Player Known Battlegrounds review — Live and die in Dixie

Have you ever dreamed of becoming a tour guide? Informing others about the relevance of historical monuments and the circumstances that led to their erection? Reciting memorized lines about long-gone events? No? Well, Player Known Battlegrounds, an edutainment tour-guide simulator developed and published by StevenHarmonGames, has you covered anyway.

Based on its name, one would expect Player Known Battlegrounds to be a parody of PlayerUnknown’s Battlegrounds. PlayerUnknown’s Battlegrounds is of course the highly popular multiplayer game that, while it did not invent the battle royale genre, made it so popular that it dethroned itself to make space for a competitor with higher production value.

Player Known Battlegrounds
Your colourful tour group is patiently waiting.

But Player Known Battlegrounds is not about Fortnite either. Nevertheless, it does start with your character being kicked out of a plane and parachuting down to the ground. Just before that, your instructor gives you a brief tutorial explaining the game’s controls and its goal. You also receive some words of encouragement, as morale appears to be low.

Once on solid ground, you do not start shooting enthusiastic player from all parts of the world. You will not loot the next shed for a flak vest. What awaits you instead is a group of tourists waiting for their tour guide, because you just landed in the Gettysburg National Cemetery.

The Gettysburg National Cemetery was established after the Battle of Gettysburg, one of the most well-known battles of the American Civil War.
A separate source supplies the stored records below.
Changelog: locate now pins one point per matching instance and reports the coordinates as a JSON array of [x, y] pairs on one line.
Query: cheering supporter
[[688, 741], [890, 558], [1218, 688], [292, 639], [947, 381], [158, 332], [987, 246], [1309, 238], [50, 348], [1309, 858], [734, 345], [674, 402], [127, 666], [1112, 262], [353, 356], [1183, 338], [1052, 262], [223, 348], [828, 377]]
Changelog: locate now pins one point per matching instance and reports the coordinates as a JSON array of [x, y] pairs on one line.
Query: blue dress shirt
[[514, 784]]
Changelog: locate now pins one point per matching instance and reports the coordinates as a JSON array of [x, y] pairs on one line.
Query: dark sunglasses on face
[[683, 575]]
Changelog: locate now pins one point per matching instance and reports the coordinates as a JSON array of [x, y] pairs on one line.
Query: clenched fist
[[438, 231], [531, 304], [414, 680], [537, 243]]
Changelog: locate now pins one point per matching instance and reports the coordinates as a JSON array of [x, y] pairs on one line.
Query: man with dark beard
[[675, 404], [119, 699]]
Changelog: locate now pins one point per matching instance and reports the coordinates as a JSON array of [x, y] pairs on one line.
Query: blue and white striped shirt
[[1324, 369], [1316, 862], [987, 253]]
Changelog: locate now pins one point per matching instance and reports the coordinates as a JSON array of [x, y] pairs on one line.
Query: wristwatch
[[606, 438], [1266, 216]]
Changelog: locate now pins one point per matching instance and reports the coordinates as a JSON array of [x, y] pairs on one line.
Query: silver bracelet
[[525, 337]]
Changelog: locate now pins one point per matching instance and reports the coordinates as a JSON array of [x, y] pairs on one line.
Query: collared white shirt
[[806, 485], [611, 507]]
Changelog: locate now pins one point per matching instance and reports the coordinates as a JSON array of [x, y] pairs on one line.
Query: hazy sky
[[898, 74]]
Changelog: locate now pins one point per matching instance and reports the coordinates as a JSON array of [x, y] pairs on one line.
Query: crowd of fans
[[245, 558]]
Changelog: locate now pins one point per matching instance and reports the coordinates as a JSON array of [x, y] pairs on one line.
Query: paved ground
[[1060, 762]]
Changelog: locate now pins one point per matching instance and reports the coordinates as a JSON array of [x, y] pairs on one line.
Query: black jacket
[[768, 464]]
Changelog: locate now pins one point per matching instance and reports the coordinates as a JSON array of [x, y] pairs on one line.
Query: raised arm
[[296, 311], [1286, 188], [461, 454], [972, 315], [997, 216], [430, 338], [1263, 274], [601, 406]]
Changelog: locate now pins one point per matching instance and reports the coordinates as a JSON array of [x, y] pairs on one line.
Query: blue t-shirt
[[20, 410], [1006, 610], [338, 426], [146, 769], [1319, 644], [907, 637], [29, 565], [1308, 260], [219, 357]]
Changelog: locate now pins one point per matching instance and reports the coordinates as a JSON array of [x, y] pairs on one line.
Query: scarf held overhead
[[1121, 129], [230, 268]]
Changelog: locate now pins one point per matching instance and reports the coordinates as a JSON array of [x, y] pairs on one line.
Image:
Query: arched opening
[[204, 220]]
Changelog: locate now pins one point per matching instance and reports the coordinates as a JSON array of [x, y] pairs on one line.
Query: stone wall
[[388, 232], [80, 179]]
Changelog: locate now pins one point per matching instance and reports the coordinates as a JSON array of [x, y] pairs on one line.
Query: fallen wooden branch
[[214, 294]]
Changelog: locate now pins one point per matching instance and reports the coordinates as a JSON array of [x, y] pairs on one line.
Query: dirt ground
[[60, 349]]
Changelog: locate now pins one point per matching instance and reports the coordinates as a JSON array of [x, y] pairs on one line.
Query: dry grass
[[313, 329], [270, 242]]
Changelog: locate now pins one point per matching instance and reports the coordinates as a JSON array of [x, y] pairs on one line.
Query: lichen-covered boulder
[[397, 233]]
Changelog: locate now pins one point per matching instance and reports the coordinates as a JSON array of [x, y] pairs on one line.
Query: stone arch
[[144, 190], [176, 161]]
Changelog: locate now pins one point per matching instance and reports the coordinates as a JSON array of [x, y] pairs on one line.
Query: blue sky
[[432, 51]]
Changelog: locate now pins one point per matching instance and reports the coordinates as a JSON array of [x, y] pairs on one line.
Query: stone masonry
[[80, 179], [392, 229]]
Today it is home to many a monument. Your job is to guide your tour group to a number of said monuments and provide them with some interesting historical details.

Player Known Battlegrounds
The sun is shining.

Player Known Battlegrounds puts you into a first-person perspective. Standard WASD controls get your plucky tour guide going. The two mouse buttons are mapped to your primary and secondary weapons: your arm, pointing professionally at sites of historical value; and your voice, explaining the relevance of said sites with moderate enthusiasm.

There are about a dozen things to see, among them the Soldier’s Monument and the Gettysburg Address Memorial. While you stroll from one equestrian statue to the next, your tour group dutifully follows you. Some of them, like a smartphone-distracted millennial, are a bit tricky to keep track of.

At the end of the tour, they have to be dropped off at their bus — unlike you, the tourists did not violate air traffic regulations to get to the cemetery. And that is Player Known Battlegrounds. You walk around, listen to clips about the Civil War, and enjoy the ride.

Player Known Battlegrounds
At the end of the tour, it’s back to the bus.

As an interactive experience made on a budget, Player Known Battlegrounds has nothing groundbreaking to offer. It holds no surprises except for not actually being a full PlayerUnknown’s Battlegrounds parody. However, it is quite charming and while the graphics are brought to you by Paint.net, it still appears to have more custom assets than the game its spoofs.

The developers, Steven Harmon and Atsina Corrington, intended it to be a homage to their history teachers and a way to experience the Gettysburg National Cemetery virtually. Give Player Known Battlegrounds a go. The model of Spangler’s Spring looks pretty decent.